My attitude right now is I'd rather be known as the crazy cat lady than get married again. There is no way I would put myself in the position to be made homeless the way my POShusband has done to me. I will never again put myself in a position to have my belongings held hostage. I will never again allow any man to have that much control over my life. If I ever recover from this enough to even date again, it will be a miracle.


----------



## unbelievable (Aug 20, 2010)

Nope. I'd just cash in, move to Costa Rica and open a home for wayward jungle girls.


----------



## Dollystanford (Mar 14, 2012)

Relationships yes, marriage hell to the muthaf*ckin no!


----------



## The Cro-Magnon (Sep 30, 2012)

Never again would I marry. No fcuking way.
_Posted via Mobile Device_


----------



## YinPrincess (Jul 31, 2011)

LoL!! Everyone says "No" but second, and even third marriages have become the norm nowadays! 

I can't say that I will... But I can't say that I won't, either. 
_Posted via Mobile Device_


----------



## Bellavista (May 29, 2012)

When H & I were separated many years ago & it looked as though divorce was inevitable, I thought about whether I would get married again.

It would have had to have been a sexless marriage because I just couldn't imagine being intimate with anyone else. For me, the most compelling reason to go into a new relationship would have been for companionship. Thankfully I didn't have to go down that road.

If H died would I get remarried? I am not sure, it would have to be some pretty darn special guy to get me to consider it. However, I had a friend who said she would never get remarried if her husband died. He developed a brain tumour and died within months. She then remarried almost a year to the day that he died, so never say never.


----------



## EleGirl (Dec 3, 2011)

Most people say no while they are going through problems and divorces. Most remarry with something like 4 years.

That said, I will never marry again.


I used to be a hopeless optimist. So I remarried twice. 

I'm not an optimist anymore when it comes to me and marriages. I'm so done with that.


----------



## daisygirl 41 (Aug 5, 2011)

My mother was married to my dad for 18 years. A very difficult and at times emotionally abusive. 
She has now been married to my step dad for 26 years. She has had a great life with him.
So don't ever rule it out completely.
_Posted via Mobile Device_


----------



## I'mInLoveWithMyHubby (Nov 7, 2011)

I wasn't planning on remarrying when I first divorce. I would most likely not marry anyone other then my current husband. He's truly a wonderful man like no other. He's truly one in a million.

If something would ever happen, I'd not remarry again. Especially the way things are now, I'd rather be alone.


----------



## Dollystanford (Mar 14, 2012)

It's more about asset protection, sorry to be so clinical about it. Been burned once!


----------



## Holland (Aug 20, 2012)

Yes I would 



> Dollystanford
> 
> It's more about asset protection, sorry to be so clinical about it. Been burned once!

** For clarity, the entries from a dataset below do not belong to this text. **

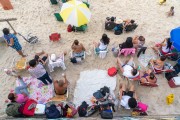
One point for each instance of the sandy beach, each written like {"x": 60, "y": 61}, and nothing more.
{"x": 37, "y": 17}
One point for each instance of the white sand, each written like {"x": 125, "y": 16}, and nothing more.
{"x": 35, "y": 16}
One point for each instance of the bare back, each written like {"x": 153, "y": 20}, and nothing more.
{"x": 58, "y": 89}
{"x": 78, "y": 48}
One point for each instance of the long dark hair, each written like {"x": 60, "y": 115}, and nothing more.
{"x": 105, "y": 39}
{"x": 169, "y": 43}
{"x": 127, "y": 44}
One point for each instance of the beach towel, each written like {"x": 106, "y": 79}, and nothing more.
{"x": 144, "y": 58}
{"x": 38, "y": 92}
{"x": 91, "y": 81}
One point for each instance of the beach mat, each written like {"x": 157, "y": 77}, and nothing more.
{"x": 91, "y": 81}
{"x": 42, "y": 94}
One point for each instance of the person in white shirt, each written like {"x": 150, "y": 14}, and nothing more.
{"x": 128, "y": 69}
{"x": 38, "y": 71}
{"x": 127, "y": 96}
{"x": 102, "y": 45}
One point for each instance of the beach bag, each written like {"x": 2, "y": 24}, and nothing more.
{"x": 106, "y": 114}
{"x": 91, "y": 110}
{"x": 177, "y": 68}
{"x": 142, "y": 107}
{"x": 170, "y": 75}
{"x": 118, "y": 32}
{"x": 132, "y": 27}
{"x": 82, "y": 109}
{"x": 69, "y": 28}
{"x": 52, "y": 112}
{"x": 71, "y": 111}
{"x": 13, "y": 109}
{"x": 174, "y": 57}
{"x": 98, "y": 95}
{"x": 73, "y": 60}
{"x": 105, "y": 90}
{"x": 112, "y": 71}
{"x": 29, "y": 107}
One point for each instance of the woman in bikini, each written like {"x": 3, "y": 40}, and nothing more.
{"x": 148, "y": 77}
{"x": 164, "y": 47}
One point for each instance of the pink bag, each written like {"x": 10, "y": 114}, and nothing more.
{"x": 143, "y": 107}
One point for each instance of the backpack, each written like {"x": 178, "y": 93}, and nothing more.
{"x": 29, "y": 107}
{"x": 170, "y": 75}
{"x": 69, "y": 28}
{"x": 52, "y": 112}
{"x": 112, "y": 71}
{"x": 13, "y": 109}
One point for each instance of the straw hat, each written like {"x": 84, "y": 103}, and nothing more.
{"x": 119, "y": 21}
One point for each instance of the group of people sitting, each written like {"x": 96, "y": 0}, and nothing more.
{"x": 129, "y": 70}
{"x": 119, "y": 25}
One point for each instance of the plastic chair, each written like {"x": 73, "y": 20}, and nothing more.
{"x": 58, "y": 17}
{"x": 127, "y": 51}
{"x": 55, "y": 37}
{"x": 58, "y": 63}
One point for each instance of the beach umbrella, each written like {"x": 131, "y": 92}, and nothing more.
{"x": 175, "y": 38}
{"x": 75, "y": 13}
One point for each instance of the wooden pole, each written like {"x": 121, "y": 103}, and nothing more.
{"x": 7, "y": 20}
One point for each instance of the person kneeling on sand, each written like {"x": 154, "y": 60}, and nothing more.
{"x": 110, "y": 23}
{"x": 103, "y": 44}
{"x": 148, "y": 77}
{"x": 21, "y": 92}
{"x": 42, "y": 59}
{"x": 128, "y": 69}
{"x": 171, "y": 12}
{"x": 78, "y": 49}
{"x": 127, "y": 96}
{"x": 60, "y": 87}
{"x": 159, "y": 63}
{"x": 38, "y": 71}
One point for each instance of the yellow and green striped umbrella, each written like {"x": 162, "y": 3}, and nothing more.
{"x": 75, "y": 13}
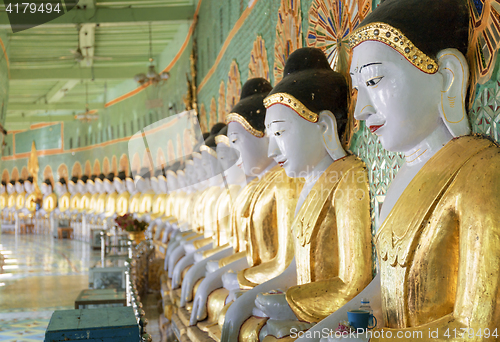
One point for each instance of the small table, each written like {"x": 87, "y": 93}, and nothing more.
{"x": 105, "y": 324}
{"x": 100, "y": 297}
{"x": 67, "y": 230}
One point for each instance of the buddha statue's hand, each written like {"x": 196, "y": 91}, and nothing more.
{"x": 230, "y": 281}
{"x": 275, "y": 306}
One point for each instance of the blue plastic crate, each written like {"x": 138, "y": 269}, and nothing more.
{"x": 93, "y": 325}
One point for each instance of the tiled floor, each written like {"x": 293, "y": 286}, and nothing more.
{"x": 38, "y": 275}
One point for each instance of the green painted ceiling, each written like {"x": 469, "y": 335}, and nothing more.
{"x": 46, "y": 80}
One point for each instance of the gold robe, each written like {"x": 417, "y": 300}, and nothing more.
{"x": 84, "y": 202}
{"x": 74, "y": 202}
{"x": 111, "y": 204}
{"x": 332, "y": 235}
{"x": 20, "y": 200}
{"x": 270, "y": 212}
{"x": 134, "y": 203}
{"x": 3, "y": 200}
{"x": 439, "y": 247}
{"x": 158, "y": 206}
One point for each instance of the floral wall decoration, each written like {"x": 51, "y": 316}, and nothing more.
{"x": 288, "y": 35}
{"x": 259, "y": 66}
{"x": 330, "y": 23}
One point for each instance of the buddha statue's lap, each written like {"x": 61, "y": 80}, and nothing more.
{"x": 435, "y": 245}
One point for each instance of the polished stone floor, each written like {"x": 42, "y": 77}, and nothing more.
{"x": 39, "y": 274}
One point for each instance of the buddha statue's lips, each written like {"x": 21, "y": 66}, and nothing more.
{"x": 375, "y": 128}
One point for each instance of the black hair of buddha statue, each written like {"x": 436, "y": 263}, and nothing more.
{"x": 431, "y": 25}
{"x": 309, "y": 78}
{"x": 251, "y": 106}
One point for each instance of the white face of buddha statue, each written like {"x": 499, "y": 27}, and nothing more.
{"x": 252, "y": 150}
{"x": 294, "y": 143}
{"x": 228, "y": 158}
{"x": 210, "y": 164}
{"x": 403, "y": 105}
{"x": 201, "y": 172}
{"x": 90, "y": 186}
{"x": 28, "y": 187}
{"x": 171, "y": 182}
{"x": 80, "y": 186}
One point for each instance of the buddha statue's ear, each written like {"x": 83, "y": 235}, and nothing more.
{"x": 455, "y": 71}
{"x": 331, "y": 140}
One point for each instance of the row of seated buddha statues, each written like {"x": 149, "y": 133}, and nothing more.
{"x": 270, "y": 233}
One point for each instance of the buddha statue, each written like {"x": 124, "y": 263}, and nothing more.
{"x": 235, "y": 180}
{"x": 260, "y": 217}
{"x": 81, "y": 185}
{"x": 75, "y": 196}
{"x": 3, "y": 195}
{"x": 331, "y": 232}
{"x": 436, "y": 245}
{"x": 11, "y": 200}
{"x": 133, "y": 205}
{"x": 110, "y": 207}
{"x": 49, "y": 201}
{"x": 158, "y": 200}
{"x": 122, "y": 200}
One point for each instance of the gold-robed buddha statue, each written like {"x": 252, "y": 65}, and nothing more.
{"x": 330, "y": 239}
{"x": 437, "y": 246}
{"x": 261, "y": 214}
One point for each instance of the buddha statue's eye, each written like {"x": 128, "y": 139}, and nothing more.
{"x": 374, "y": 81}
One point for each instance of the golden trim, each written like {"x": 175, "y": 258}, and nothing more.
{"x": 222, "y": 139}
{"x": 395, "y": 39}
{"x": 290, "y": 101}
{"x": 205, "y": 148}
{"x": 235, "y": 117}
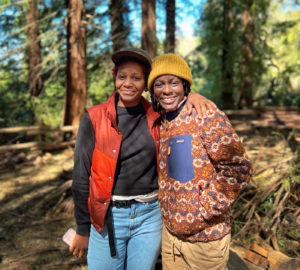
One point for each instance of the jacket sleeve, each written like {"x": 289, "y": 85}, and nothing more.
{"x": 232, "y": 168}
{"x": 84, "y": 147}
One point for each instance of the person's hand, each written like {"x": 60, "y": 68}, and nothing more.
{"x": 80, "y": 245}
{"x": 200, "y": 103}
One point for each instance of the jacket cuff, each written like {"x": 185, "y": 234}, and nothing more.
{"x": 83, "y": 229}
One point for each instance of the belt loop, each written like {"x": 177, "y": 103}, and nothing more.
{"x": 110, "y": 231}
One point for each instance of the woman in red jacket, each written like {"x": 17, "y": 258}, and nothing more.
{"x": 115, "y": 173}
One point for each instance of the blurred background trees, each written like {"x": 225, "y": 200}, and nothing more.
{"x": 55, "y": 58}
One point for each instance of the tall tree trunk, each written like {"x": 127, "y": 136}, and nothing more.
{"x": 76, "y": 63}
{"x": 148, "y": 40}
{"x": 247, "y": 51}
{"x": 119, "y": 31}
{"x": 34, "y": 49}
{"x": 170, "y": 27}
{"x": 227, "y": 63}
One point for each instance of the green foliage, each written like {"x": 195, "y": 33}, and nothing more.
{"x": 101, "y": 86}
{"x": 14, "y": 101}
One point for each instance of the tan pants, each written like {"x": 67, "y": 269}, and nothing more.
{"x": 181, "y": 255}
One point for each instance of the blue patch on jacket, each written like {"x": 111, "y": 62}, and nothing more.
{"x": 180, "y": 161}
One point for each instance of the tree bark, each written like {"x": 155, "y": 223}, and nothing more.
{"x": 76, "y": 63}
{"x": 227, "y": 63}
{"x": 247, "y": 50}
{"x": 119, "y": 31}
{"x": 170, "y": 27}
{"x": 34, "y": 49}
{"x": 148, "y": 36}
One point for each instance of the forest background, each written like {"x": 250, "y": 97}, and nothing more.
{"x": 55, "y": 61}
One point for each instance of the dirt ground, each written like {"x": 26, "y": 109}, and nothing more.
{"x": 36, "y": 205}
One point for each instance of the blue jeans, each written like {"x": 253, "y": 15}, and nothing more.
{"x": 137, "y": 238}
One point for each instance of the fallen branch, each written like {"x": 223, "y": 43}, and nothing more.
{"x": 40, "y": 251}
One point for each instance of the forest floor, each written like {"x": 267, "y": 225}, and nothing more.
{"x": 36, "y": 203}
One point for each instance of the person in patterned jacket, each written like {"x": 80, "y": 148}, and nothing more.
{"x": 202, "y": 168}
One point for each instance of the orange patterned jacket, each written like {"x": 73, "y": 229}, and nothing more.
{"x": 202, "y": 168}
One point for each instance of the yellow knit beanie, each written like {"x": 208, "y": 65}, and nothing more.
{"x": 171, "y": 64}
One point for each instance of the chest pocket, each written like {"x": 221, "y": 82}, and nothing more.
{"x": 180, "y": 161}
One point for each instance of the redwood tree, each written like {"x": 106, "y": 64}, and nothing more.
{"x": 76, "y": 63}
{"x": 170, "y": 27}
{"x": 34, "y": 49}
{"x": 119, "y": 31}
{"x": 247, "y": 53}
{"x": 148, "y": 36}
{"x": 227, "y": 61}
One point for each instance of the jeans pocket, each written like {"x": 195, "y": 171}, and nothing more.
{"x": 180, "y": 160}
{"x": 153, "y": 204}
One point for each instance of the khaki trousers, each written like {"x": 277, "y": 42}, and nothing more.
{"x": 180, "y": 254}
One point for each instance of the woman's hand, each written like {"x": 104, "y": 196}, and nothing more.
{"x": 80, "y": 245}
{"x": 200, "y": 103}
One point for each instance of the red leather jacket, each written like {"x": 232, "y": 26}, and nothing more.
{"x": 107, "y": 145}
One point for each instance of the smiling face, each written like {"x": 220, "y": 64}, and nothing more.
{"x": 168, "y": 91}
{"x": 130, "y": 83}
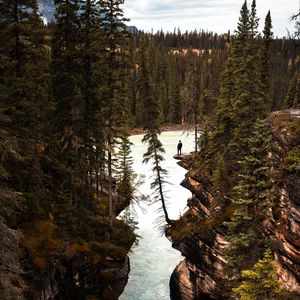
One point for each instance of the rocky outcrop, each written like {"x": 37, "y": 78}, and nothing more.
{"x": 78, "y": 279}
{"x": 201, "y": 274}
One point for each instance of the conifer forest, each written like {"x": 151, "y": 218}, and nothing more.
{"x": 74, "y": 90}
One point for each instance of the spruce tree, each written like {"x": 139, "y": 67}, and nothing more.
{"x": 251, "y": 199}
{"x": 261, "y": 281}
{"x": 266, "y": 59}
{"x": 66, "y": 143}
{"x": 11, "y": 282}
{"x": 115, "y": 36}
{"x": 155, "y": 148}
{"x": 293, "y": 92}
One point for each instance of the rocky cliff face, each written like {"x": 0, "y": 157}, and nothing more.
{"x": 201, "y": 274}
{"x": 78, "y": 279}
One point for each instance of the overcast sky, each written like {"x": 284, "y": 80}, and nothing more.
{"x": 214, "y": 15}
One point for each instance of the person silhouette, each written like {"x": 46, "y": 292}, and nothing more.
{"x": 179, "y": 147}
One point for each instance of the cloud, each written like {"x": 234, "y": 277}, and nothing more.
{"x": 215, "y": 15}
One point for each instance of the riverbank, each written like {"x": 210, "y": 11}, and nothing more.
{"x": 164, "y": 128}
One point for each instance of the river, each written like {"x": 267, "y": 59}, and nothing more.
{"x": 153, "y": 259}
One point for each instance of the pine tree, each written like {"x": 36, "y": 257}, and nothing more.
{"x": 261, "y": 281}
{"x": 292, "y": 92}
{"x": 265, "y": 58}
{"x": 66, "y": 143}
{"x": 125, "y": 171}
{"x": 115, "y": 35}
{"x": 92, "y": 119}
{"x": 151, "y": 115}
{"x": 252, "y": 196}
{"x": 11, "y": 282}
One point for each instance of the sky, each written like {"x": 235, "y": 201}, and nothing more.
{"x": 214, "y": 15}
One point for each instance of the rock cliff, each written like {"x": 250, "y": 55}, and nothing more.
{"x": 79, "y": 279}
{"x": 202, "y": 241}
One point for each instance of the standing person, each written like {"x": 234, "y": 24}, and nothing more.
{"x": 179, "y": 147}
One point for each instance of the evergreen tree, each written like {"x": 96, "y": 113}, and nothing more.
{"x": 261, "y": 281}
{"x": 125, "y": 171}
{"x": 11, "y": 282}
{"x": 155, "y": 149}
{"x": 67, "y": 141}
{"x": 265, "y": 58}
{"x": 293, "y": 92}
{"x": 115, "y": 37}
{"x": 252, "y": 197}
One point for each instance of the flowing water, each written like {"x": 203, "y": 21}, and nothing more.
{"x": 153, "y": 259}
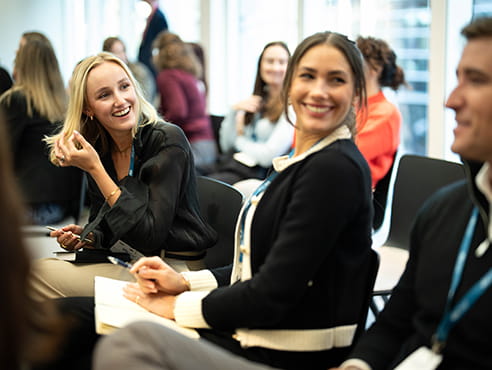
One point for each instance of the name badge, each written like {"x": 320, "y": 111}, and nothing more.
{"x": 422, "y": 359}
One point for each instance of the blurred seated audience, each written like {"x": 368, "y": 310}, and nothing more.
{"x": 30, "y": 333}
{"x": 35, "y": 107}
{"x": 378, "y": 126}
{"x": 5, "y": 80}
{"x": 140, "y": 71}
{"x": 182, "y": 96}
{"x": 256, "y": 130}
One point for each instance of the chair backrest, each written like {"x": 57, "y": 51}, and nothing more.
{"x": 417, "y": 178}
{"x": 220, "y": 204}
{"x": 381, "y": 194}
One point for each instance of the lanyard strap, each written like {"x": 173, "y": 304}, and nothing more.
{"x": 132, "y": 161}
{"x": 260, "y": 189}
{"x": 453, "y": 314}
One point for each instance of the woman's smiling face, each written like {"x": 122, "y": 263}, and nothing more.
{"x": 111, "y": 97}
{"x": 322, "y": 90}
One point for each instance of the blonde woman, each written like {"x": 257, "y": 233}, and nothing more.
{"x": 141, "y": 181}
{"x": 34, "y": 107}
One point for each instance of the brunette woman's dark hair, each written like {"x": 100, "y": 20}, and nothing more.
{"x": 351, "y": 53}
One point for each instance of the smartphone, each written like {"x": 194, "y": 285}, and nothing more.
{"x": 77, "y": 236}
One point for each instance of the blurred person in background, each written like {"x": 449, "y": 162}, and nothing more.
{"x": 29, "y": 331}
{"x": 256, "y": 130}
{"x": 140, "y": 71}
{"x": 156, "y": 23}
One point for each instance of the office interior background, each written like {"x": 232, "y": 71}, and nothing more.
{"x": 425, "y": 35}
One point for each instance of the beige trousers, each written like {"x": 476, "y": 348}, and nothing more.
{"x": 55, "y": 278}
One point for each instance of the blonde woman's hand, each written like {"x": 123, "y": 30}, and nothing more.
{"x": 154, "y": 275}
{"x": 68, "y": 237}
{"x": 251, "y": 104}
{"x": 76, "y": 151}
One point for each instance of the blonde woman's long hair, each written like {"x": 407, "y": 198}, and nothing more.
{"x": 90, "y": 127}
{"x": 39, "y": 79}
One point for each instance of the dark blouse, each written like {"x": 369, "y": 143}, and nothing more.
{"x": 158, "y": 207}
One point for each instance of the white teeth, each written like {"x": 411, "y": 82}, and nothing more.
{"x": 122, "y": 113}
{"x": 317, "y": 109}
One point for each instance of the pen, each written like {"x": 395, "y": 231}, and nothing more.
{"x": 117, "y": 261}
{"x": 77, "y": 236}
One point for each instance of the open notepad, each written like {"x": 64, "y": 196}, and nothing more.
{"x": 114, "y": 311}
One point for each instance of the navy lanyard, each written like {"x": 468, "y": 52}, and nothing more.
{"x": 132, "y": 161}
{"x": 453, "y": 314}
{"x": 260, "y": 189}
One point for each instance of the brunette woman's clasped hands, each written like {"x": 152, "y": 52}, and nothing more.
{"x": 156, "y": 287}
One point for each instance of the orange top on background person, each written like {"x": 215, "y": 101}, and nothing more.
{"x": 378, "y": 126}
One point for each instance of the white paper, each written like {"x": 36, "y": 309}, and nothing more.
{"x": 113, "y": 309}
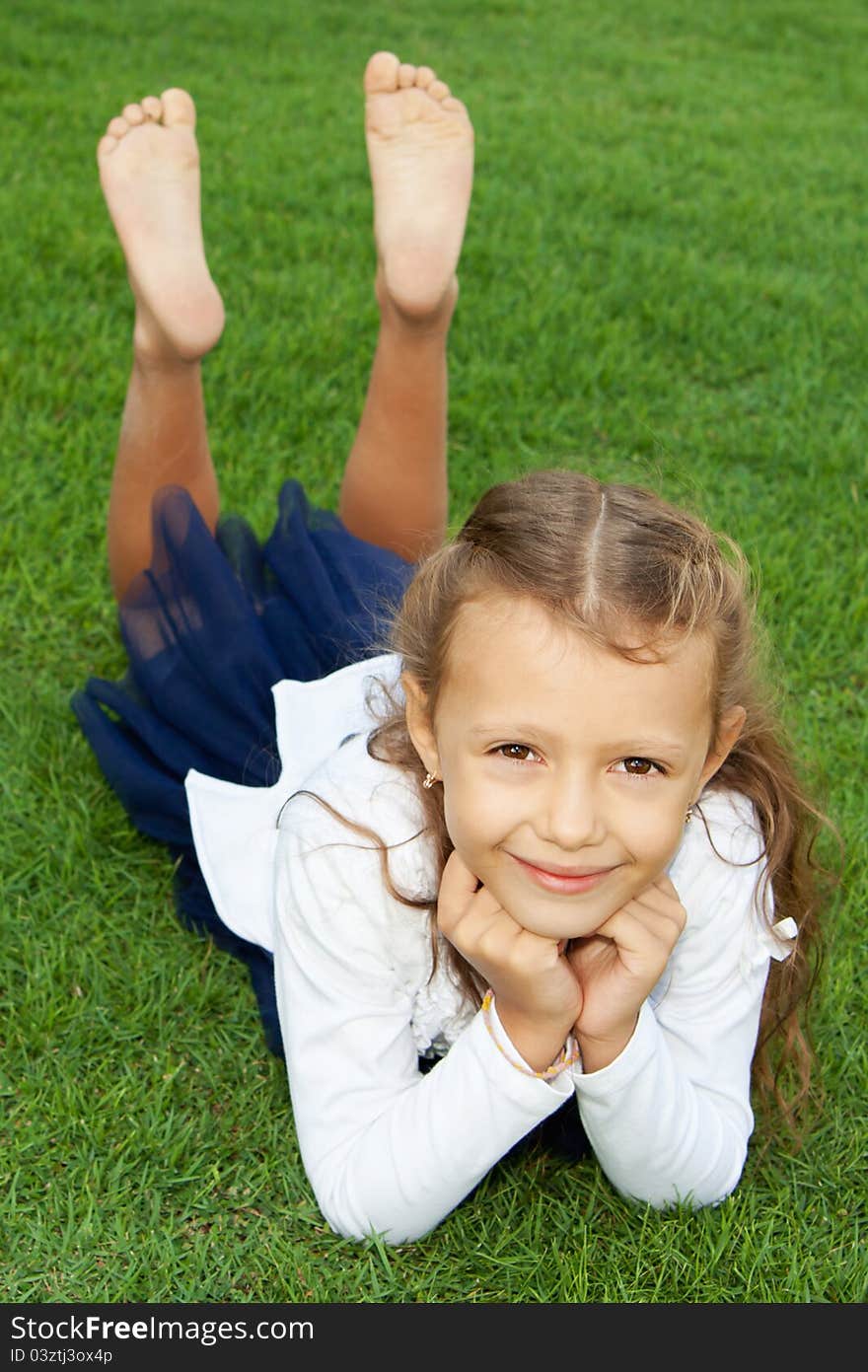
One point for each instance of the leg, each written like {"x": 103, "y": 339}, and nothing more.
{"x": 150, "y": 173}
{"x": 420, "y": 146}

Would you get a pre nup? In Aussie we call them a Binding Financial Agreement and they are fairly tight. I would get one even if I started co habitating with SO.


----------



## golfergirl (Dec 8, 2010)

I would say no at this point. A 40 year old woman with a toddler and preschooler probably isn't prime real estate either. I find I struggle with alone time in my marriage. I find my H so commanding of my attention it is draining. I love time with kids and I like hobby time. I have a hard time with part 2. I was alone for 7 years before H and it was fine. I do find enjoyment in the activities we do together, but I feel (and it makes me sad) that he really holds me back sometimes.
_Posted via Mobile Device_


----------



## minimix (Mar 12, 2013)

NEVER.......

a few months ago when going through this tough time i mentioned this to my H, he turned round and said he was really flattered that we have such a great life together that i could never see myself with another man.....!!!!
i realised then that we are on totally different planets if not in a totally different universe


----------



## Dollystanford (Mar 14, 2012)

Holland said:


> Yes I would
> 
> 
> 
> Would you get a pre nup? In Aussie we call them a Binding Financial Agreement and they are fairly tight. I would get one even if I started co habitating with SO.


I don't think they are legal over here although I'm sure it won't be too long 

Perhaps I'll feel differently in a few years I don't know. The thought of getting too attached to anyone again at the moment fills me with horror


----------



## Mr Blunt (Jul 18, 2012)

Well it seems almost unanimous; no one wants to get married again!

I wonder if only the people that have not been real happy in marriage are posting?

I have been happy in my marriage but have never been single since age 20.
*How many of you have been married then single for over 5 years?*
*How do you compare marriage to single?*

In my mind I am fairly sure that I would never marry but I have never been single so I cannot be sure.
I am very fond of women but just wnt to make sure that the richness stays in place.

Also, I am with the pre-nup big time! Whatever my spouse adds to the financial category is 100% hers, What ever I add is mine. If you want me it has to be for me not any damn material or financial things that I have.. The same goes for me.


----------



## PBear (Nov 16, 2010)

Hmmm... I've been separated for over 2 years now, and seeing someone for a good chunk of that. For myself, I'm not in any hurry to get married again, and if I never did, I think I'd be ok with it. It seems to be more important when there's kids involved, and since I've been fixed and we're past the age of wanting kids, I see no real point to it.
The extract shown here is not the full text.